© ThinkstockCircumcision may not be as beneficial as it seems.

An Auckland paediatric surgeon has hit out against calls for routine circumcision of newborn boys, saying the risks of the painful "non-consensual mutilation" far outweigh any benefits.

Dr Neil Price, of Starship Children's Health, questioned a study led by Sydney University professor of medicine Brian Morris which claimed evidence in favour of infant circumcision was overwhelming.

Dr Price said any health benefit was very small when put into context and compared to the risk of complications such as bleeding and damage to the penis.
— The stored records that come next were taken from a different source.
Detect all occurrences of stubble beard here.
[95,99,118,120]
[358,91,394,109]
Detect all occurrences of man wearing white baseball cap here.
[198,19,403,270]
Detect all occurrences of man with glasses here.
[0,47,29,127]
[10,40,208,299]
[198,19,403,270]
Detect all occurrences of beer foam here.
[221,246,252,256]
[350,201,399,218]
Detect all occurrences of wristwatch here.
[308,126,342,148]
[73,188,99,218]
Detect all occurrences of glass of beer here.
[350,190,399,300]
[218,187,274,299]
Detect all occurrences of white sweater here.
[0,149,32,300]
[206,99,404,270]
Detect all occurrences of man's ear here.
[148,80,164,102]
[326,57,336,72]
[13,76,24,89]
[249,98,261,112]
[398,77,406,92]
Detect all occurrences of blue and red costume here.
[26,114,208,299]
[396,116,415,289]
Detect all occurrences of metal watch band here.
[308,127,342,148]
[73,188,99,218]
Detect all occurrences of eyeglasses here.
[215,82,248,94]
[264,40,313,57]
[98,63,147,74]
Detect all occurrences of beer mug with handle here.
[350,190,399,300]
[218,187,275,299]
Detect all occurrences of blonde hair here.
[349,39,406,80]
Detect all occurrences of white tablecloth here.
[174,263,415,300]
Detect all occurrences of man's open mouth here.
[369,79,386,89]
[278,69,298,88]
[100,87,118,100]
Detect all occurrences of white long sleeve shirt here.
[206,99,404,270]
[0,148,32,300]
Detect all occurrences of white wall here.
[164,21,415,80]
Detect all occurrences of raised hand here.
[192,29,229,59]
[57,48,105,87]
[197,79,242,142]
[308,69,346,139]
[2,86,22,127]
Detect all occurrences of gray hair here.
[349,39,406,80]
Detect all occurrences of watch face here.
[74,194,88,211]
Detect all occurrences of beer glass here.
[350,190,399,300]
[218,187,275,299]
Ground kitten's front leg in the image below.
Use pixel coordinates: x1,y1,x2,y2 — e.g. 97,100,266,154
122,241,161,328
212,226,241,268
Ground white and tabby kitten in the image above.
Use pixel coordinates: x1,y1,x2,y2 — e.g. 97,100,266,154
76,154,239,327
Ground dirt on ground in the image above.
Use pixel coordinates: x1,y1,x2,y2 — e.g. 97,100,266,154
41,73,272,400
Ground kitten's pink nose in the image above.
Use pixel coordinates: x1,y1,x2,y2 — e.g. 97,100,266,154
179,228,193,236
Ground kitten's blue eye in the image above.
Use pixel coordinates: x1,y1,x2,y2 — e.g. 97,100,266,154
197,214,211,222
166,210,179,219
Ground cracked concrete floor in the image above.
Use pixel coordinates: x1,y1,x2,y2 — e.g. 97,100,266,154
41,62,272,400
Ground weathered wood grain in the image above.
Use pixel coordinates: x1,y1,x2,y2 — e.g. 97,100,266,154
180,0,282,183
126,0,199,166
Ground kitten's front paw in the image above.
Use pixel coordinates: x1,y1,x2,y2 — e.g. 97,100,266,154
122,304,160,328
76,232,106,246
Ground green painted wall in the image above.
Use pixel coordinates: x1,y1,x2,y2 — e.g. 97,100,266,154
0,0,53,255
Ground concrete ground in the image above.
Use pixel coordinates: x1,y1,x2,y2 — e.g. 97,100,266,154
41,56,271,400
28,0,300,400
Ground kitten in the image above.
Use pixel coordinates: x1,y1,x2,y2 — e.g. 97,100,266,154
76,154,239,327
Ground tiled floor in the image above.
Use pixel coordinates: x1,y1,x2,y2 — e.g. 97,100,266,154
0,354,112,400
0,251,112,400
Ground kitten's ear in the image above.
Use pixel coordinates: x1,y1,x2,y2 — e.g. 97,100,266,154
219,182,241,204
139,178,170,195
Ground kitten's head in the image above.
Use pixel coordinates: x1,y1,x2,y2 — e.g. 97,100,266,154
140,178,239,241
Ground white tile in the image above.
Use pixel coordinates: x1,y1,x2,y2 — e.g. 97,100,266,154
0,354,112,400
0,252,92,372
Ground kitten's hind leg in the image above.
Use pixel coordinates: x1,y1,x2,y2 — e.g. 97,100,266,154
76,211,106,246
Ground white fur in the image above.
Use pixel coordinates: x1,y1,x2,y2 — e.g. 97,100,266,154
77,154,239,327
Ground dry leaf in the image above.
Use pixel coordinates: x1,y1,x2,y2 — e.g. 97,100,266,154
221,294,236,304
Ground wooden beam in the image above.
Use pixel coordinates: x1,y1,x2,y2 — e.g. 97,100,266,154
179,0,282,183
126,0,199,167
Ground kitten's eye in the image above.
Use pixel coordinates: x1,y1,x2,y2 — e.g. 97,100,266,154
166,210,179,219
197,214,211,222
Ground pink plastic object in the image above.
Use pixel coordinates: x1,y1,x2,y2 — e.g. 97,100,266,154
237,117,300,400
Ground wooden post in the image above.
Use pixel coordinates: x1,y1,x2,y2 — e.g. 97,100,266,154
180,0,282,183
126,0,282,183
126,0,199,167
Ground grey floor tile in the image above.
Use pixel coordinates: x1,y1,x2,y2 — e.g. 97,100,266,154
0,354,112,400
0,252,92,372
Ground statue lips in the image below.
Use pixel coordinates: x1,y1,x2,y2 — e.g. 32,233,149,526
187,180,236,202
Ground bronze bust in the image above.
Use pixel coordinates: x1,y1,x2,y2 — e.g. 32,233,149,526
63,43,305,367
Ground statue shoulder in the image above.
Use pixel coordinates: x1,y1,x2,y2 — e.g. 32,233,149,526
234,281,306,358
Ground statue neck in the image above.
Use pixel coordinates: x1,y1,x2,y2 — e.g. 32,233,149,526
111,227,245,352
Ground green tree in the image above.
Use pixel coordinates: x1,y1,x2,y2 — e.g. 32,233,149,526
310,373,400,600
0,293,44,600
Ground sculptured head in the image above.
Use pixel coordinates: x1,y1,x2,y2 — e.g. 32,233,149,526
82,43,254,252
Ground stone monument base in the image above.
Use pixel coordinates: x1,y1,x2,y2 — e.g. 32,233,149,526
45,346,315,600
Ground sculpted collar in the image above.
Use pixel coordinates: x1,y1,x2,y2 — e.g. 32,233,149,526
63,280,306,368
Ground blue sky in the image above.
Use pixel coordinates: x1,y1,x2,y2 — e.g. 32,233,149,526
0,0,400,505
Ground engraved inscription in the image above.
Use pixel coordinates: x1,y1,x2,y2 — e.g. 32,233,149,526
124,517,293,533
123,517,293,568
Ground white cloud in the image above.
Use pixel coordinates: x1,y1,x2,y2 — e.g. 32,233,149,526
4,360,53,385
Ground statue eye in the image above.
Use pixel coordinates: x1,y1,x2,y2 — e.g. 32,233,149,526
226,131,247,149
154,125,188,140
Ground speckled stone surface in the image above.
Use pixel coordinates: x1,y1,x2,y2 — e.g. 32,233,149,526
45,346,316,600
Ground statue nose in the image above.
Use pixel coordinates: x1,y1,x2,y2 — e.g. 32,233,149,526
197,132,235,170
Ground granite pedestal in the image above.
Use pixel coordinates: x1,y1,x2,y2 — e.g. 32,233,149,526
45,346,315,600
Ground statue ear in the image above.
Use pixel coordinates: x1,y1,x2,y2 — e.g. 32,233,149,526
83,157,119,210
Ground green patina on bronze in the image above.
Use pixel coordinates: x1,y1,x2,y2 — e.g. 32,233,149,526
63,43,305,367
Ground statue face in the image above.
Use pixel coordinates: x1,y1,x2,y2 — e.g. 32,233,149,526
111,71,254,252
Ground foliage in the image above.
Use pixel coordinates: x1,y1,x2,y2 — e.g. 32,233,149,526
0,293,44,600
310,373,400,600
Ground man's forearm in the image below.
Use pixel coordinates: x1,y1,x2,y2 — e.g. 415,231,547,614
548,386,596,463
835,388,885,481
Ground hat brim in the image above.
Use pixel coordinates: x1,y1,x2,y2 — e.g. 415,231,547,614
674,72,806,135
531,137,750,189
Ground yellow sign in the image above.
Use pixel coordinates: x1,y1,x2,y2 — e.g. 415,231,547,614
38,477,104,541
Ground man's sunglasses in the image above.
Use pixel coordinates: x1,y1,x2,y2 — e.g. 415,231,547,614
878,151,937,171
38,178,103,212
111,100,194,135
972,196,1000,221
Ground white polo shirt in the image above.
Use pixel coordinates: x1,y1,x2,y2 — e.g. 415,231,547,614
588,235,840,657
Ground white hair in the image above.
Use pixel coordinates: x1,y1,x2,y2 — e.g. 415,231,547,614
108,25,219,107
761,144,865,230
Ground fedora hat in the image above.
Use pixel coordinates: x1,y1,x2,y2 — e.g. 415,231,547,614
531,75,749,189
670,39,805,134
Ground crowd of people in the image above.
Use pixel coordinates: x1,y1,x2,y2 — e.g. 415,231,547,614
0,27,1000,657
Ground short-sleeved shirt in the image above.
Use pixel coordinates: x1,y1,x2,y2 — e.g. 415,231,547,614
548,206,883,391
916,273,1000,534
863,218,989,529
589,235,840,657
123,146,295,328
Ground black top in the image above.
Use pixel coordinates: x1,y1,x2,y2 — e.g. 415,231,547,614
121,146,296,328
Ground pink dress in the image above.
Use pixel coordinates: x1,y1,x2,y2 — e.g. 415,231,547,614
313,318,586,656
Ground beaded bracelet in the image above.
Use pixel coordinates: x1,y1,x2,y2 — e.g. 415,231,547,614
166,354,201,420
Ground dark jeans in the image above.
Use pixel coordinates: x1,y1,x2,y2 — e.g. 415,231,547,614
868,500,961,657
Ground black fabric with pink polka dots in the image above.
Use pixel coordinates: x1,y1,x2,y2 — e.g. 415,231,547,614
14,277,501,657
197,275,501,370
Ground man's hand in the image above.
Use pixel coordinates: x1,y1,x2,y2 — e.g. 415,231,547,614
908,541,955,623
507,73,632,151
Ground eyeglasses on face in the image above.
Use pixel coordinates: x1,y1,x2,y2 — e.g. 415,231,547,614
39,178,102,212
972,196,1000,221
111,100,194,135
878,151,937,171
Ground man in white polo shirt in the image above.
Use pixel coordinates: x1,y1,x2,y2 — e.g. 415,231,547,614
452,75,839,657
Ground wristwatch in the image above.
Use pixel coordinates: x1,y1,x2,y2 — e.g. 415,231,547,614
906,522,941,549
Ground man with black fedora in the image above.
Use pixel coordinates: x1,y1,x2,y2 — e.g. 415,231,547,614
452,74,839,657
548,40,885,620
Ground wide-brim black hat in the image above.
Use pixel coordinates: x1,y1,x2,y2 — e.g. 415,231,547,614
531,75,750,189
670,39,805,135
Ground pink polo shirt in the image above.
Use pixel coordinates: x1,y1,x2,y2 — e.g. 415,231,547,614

He also questioned the ethics of performing such a "painful procedure on a non-consenting infant".

"If anyone believes that this is not painful they should just listen to the screams that accompany blood testing and immunisation in babies and they should get an idea that 'yes, infants do feel pain'."

About 10 per cent of New Zealand's male babies are circumcised - often for cultural or religious reasons.

The Government pays for the procedure only for medical reasons, such as frequent infections.

The research by Professor Morris and his colleagues found the risk of urinary tract infection and kidney inflammation in uncircumcised infants was 10 times greater than in those who were circumcised.

Later in life the uncircumcised had a higher risk of prostate and penile cancer, and their risk of contracting HIV and syphilis, the risk was three to eight times greater.

But Dr Price said the findings seemed to be the same "blinkered ideology" Professor Morris had been "peddling for years".

"We could prevent 50 per cent of testicular tumours, which are far more common, by removing one testicle from each male. Would Professor Morris be interested in this?"

The purported benefits, when put in context, were insignificant. Recurrent urinary tract infections, for example, were rare in boys less than 12 months old, and penile cancer was a rare disease affecting elderly men.

"The complication rate of circumcision even in the best hands is over 1 per cent, therefore more boys will be harmed than advantaged," he said.

"In the last year I have had to reconstruct two boys who had all of the skin removed from their penis by a 'routine' circumcision, and there have been multiple cases of excessive bleeding," Dr Price said.

To trim or not
  • Reduced risk of urinary tract infection and kidney inflammation.
  • Reduced risk of prostate and penile cancer.
  • Reduced risk of contracting HIV and syphilis.
  • Bleeding, which can be severe.
  • Meatal stenosis (scarring of the hole the urine comes out of), which can occur in boys and men who had infant circumcision. This can require multiple surgeries to correct.
  • Too much or too little skin can be removed, which can lead to cosmetic and functional issues.
  • The penis can be damaged, and amputation, partial amputation, and damage to the urethra are recognised complications of circumcision.